Otemae University students visiting Nagashima Aisei-en in Okayama Prefecture(May 2017)
In the manga series Mugi baa no shima, the inclusion of Satoko, who starts the series as a thoughtless university student dealing with an unplanned pregnancy and breakup, makes this manga a particularly interesting one to teach as students almost immediately relate to the issues raised through her character. I have used the book in a number of classes, and students have responded in a uniformly positive way; some have even asked to start a volunteer group to translate it into English so it can be read more widely.
Students also remark on the variety of issues that intersect with Hansen’s disease in this manga as an important point that allows them to approach the problems raised from multiple perspectives. One student remarked that while they have been to Nagashima Aisei-en, this manga offered “new information and a different experience” than what they had heard from the survivors’ talk at Nagashima. Another student remarked that they had read Hansen’s disease literature, visited Nagashima, and spoken to survivors themselves, but this manga “made it possible to combine the stories of multiple people into one.” Another student saw the manga as an important alternative to mass media accounts that frequently focused on lawsuits and men’s experiences rather than women.
The left:University students talking with the former president of the Residents’ Association of Aisei-en during a visit to Nagashima(May 2017)
The right:Students listening to residents of the Mokake community during their fieldwork in the area(August 2018)
Students also appreciated the attention to detail, both in the art and in the explanation and treatment of Hansen’s disease. Students with no knowledge of the illness felt they learned a great deal about Japanese history they did not know, and those who had some background knowledge felt the treatment reflected careful consideration of how to tell the story. This was also reflected in the fact that students invariably appreciate the fact that the images in the manga are graphic and fully depict the realities of the story, leaving little to the imagination—but they are not grotesque. One student commented that the text and the images are in harmony to make a complete story that has not been told in manga before.
In addition, students appreciated the detailed depictions of daily life, the references to smells, seasons, and the sounds (music to guide survivors who are blind floats through the scenes in the sanatorium, music echoes through the text, and city loudspeakers announce the time so children will go home for dinner, to give some examples a student commented upon). These details made the story seem more relatable and real to them.
Overall, students in general report two main features of this manga that they truly appreciate: First, they appreciate the way in which families are depicted throughout the text: the relations Mugi has with her natal family and how this relationship is changed with Hansen’s disease; Mugi and her husband; the two sisters; and the relationship of the sisters with Mugi and her husband. They appreciate the experiences of other characters who may not be the focal point of the series but whose stories are still fully developed.

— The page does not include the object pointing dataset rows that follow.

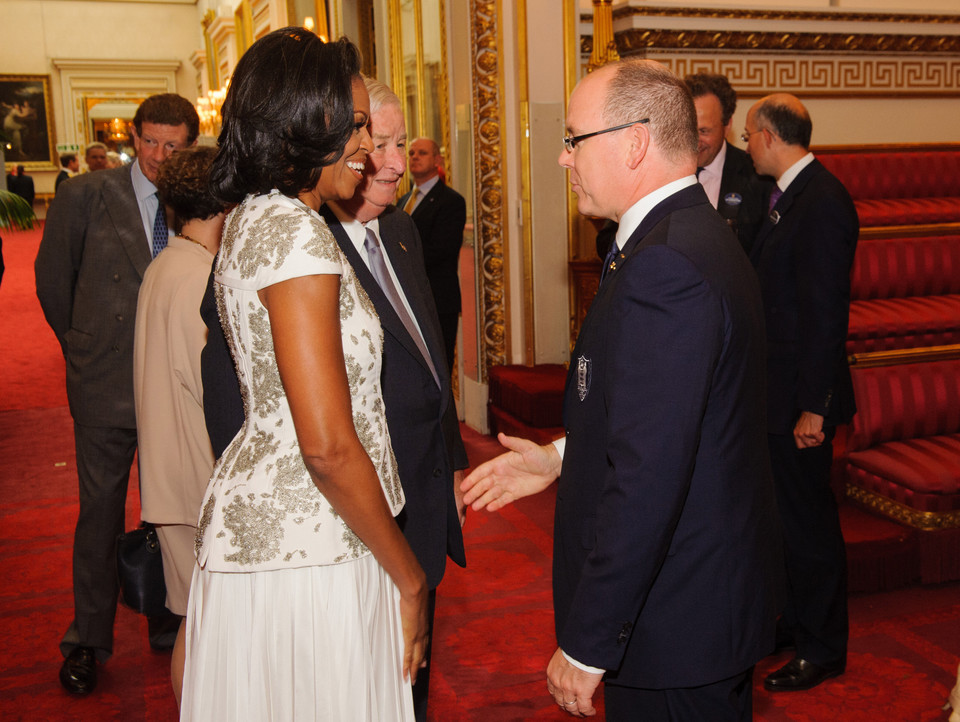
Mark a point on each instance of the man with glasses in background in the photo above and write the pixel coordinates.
(803, 254)
(725, 172)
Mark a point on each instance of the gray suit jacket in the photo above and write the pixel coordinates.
(91, 261)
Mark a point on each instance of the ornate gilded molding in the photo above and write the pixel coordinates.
(490, 229)
(924, 520)
(824, 75)
(729, 14)
(635, 41)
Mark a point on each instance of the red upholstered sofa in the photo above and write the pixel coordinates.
(899, 185)
(903, 450)
(905, 293)
(527, 401)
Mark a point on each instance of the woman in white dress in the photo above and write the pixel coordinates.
(307, 603)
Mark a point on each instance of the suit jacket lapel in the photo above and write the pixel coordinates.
(389, 320)
(124, 211)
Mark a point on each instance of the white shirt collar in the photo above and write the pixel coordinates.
(428, 185)
(355, 230)
(791, 173)
(141, 184)
(635, 214)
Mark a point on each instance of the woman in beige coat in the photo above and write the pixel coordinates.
(175, 454)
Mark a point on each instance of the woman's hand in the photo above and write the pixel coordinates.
(413, 616)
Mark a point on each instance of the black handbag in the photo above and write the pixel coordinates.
(140, 570)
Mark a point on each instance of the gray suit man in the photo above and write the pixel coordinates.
(101, 232)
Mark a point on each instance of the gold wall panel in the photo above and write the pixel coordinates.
(826, 76)
(490, 227)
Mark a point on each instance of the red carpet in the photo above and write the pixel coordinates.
(494, 630)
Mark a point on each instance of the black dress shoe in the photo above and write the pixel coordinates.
(78, 675)
(799, 674)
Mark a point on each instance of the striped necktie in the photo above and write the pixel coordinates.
(378, 267)
(160, 234)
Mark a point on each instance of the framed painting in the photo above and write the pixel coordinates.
(27, 128)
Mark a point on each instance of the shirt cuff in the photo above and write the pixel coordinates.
(560, 444)
(580, 665)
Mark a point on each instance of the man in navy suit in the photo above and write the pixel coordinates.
(101, 233)
(803, 254)
(725, 172)
(666, 549)
(421, 415)
(440, 214)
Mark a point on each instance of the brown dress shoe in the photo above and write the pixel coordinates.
(799, 674)
(78, 675)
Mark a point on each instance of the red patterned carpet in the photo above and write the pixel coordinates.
(494, 630)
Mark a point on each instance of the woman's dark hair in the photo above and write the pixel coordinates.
(183, 183)
(288, 113)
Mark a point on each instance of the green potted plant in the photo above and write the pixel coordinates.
(15, 212)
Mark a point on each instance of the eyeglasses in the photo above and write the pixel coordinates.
(570, 141)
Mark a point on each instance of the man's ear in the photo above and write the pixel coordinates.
(639, 144)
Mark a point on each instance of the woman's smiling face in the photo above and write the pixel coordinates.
(340, 180)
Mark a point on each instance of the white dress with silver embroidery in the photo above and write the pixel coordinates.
(290, 616)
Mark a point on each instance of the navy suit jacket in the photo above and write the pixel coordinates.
(666, 547)
(440, 218)
(91, 261)
(804, 260)
(739, 181)
(421, 417)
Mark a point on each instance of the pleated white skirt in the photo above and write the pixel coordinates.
(313, 643)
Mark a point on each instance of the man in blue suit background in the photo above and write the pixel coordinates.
(666, 544)
(803, 254)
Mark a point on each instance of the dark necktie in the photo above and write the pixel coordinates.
(159, 230)
(378, 267)
(774, 197)
(609, 260)
(411, 201)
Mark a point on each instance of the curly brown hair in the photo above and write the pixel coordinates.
(183, 183)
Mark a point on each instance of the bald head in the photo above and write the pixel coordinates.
(785, 115)
(778, 130)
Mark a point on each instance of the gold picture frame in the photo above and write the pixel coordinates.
(27, 122)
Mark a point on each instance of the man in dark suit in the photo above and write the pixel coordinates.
(421, 414)
(101, 233)
(440, 214)
(21, 184)
(666, 553)
(803, 255)
(725, 172)
(69, 164)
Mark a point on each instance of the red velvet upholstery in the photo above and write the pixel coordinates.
(532, 394)
(900, 267)
(905, 440)
(890, 323)
(906, 293)
(900, 187)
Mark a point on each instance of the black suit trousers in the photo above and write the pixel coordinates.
(816, 560)
(104, 457)
(729, 700)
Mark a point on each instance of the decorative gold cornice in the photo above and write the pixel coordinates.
(490, 229)
(635, 41)
(802, 15)
(924, 520)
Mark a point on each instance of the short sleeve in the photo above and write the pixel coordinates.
(269, 239)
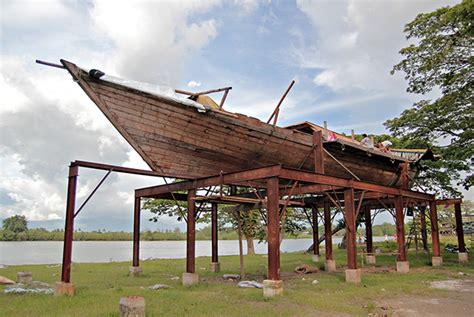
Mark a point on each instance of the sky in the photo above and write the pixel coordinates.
(340, 54)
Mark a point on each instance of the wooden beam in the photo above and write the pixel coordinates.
(349, 213)
(228, 178)
(273, 229)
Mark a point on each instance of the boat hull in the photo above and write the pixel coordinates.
(179, 141)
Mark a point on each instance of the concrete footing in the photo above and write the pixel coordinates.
(436, 261)
(330, 266)
(135, 271)
(132, 306)
(272, 288)
(353, 275)
(371, 259)
(190, 279)
(64, 289)
(403, 266)
(215, 267)
(24, 277)
(462, 257)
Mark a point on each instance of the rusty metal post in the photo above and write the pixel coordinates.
(436, 259)
(315, 231)
(327, 231)
(136, 233)
(273, 230)
(191, 233)
(368, 230)
(214, 232)
(318, 152)
(424, 234)
(349, 212)
(402, 255)
(459, 229)
(69, 225)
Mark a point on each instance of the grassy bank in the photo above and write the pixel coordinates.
(100, 286)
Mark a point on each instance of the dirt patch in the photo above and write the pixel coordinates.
(455, 285)
(378, 269)
(457, 301)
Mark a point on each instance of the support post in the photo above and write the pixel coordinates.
(353, 275)
(402, 263)
(273, 285)
(368, 236)
(462, 255)
(424, 234)
(136, 270)
(330, 264)
(315, 257)
(436, 259)
(318, 152)
(215, 266)
(65, 287)
(190, 277)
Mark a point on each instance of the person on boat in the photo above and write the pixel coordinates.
(386, 146)
(366, 141)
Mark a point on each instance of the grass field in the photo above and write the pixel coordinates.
(100, 286)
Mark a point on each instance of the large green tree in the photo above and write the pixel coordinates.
(441, 61)
(15, 224)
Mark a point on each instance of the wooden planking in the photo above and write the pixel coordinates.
(183, 127)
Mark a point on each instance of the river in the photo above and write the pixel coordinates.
(50, 252)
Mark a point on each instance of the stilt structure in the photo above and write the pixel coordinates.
(330, 263)
(368, 236)
(215, 265)
(315, 256)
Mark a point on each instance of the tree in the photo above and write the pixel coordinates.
(441, 59)
(15, 224)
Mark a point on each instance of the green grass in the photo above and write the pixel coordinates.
(100, 286)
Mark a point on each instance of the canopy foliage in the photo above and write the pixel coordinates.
(441, 62)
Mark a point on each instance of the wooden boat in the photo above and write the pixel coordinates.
(181, 138)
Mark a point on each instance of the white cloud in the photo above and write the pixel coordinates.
(153, 39)
(356, 43)
(194, 84)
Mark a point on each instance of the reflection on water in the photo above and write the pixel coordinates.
(50, 252)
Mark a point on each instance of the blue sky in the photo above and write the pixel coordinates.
(339, 52)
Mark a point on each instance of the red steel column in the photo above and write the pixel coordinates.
(273, 229)
(424, 234)
(402, 254)
(349, 211)
(315, 230)
(459, 229)
(69, 226)
(191, 233)
(214, 232)
(368, 230)
(434, 229)
(136, 233)
(327, 231)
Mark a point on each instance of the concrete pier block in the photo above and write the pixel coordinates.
(215, 267)
(436, 261)
(353, 275)
(132, 306)
(24, 277)
(64, 289)
(135, 271)
(463, 257)
(371, 259)
(190, 279)
(272, 288)
(403, 266)
(330, 266)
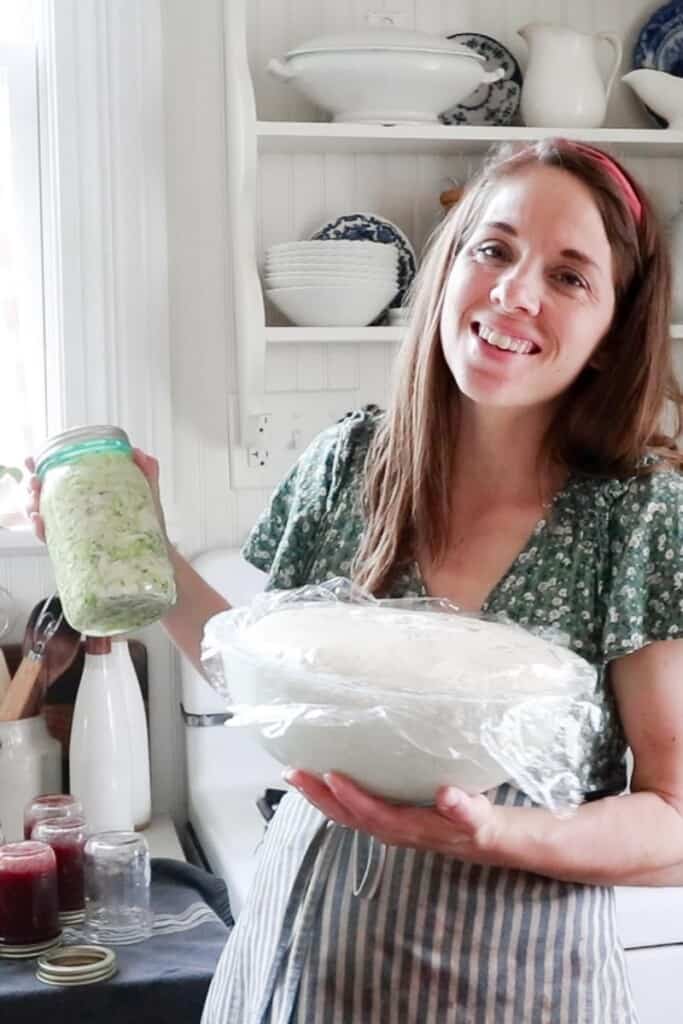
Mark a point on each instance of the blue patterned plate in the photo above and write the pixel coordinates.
(370, 227)
(659, 44)
(497, 102)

And, of course, students struggle in positive ways with the question of family and the absent children that haunt the text.
Second, students overwhelmingly appreciate the fact that the story is centered on women and their experience. While some male students remark that this made it uncomfortable for them at first, for many it became a way to understand not only human rights issues but also gender issues. For men in particular, the focus on female characters and their problems with fertility and family could be an important learning experience. One male student remarked: “They talked about the problems of the men too. But with the women, I didn’t consider their issues before. This was an important manga for me to read.”
The left:Students in Aisei-en, translating selections from the volume “The History of Okucho,” which details the history of Nagashima and the Mokake community on the opposite shore(August 2018)
The right:At Nagashima Aisei-en, students receive advice from the Residents’ Association president on their translations of the website and survivor testimony(August 2016)
Broadly speaking, these accounts, through their structure as a survivor relating their experiences to an adopted family, serve to make the stories of Hansen’s disease part of Japan’s cultural and historical narrative. Through stories such as Mugi baa no shima, the local, individual experience of Hansen’s disease is retold from new perspectives and connected to other social issues. In that sense, such novels are an act of legacy-making and a way of incorporating individual experiences of Hansen’s disease into larger stories of human rights and family. This manga is an important part of a new history of Hansen’s disease, launched by scholars such as Hirokawa Waka that considers the multiplicities of survivor experiences and the connections of individual experiences to national narratives. To paraphrase my student, it is something we should all read.
After obtaining her PhD in Japanese literature from the University of Chicago in 2012, Tanaka joined the faculty at Otemae in 2014. Her main area of study is Hansen’s disease literature, in particular the ways in which community is created in literature by people who have experienced the illness. In addition, she is interested in minority experience of the illness and quarantine. She has published work on the depiction of women and children’s experiences. She is currently completing her book, Through the Hospital Gates: Community in Japanese Hansen’s Disease Literature.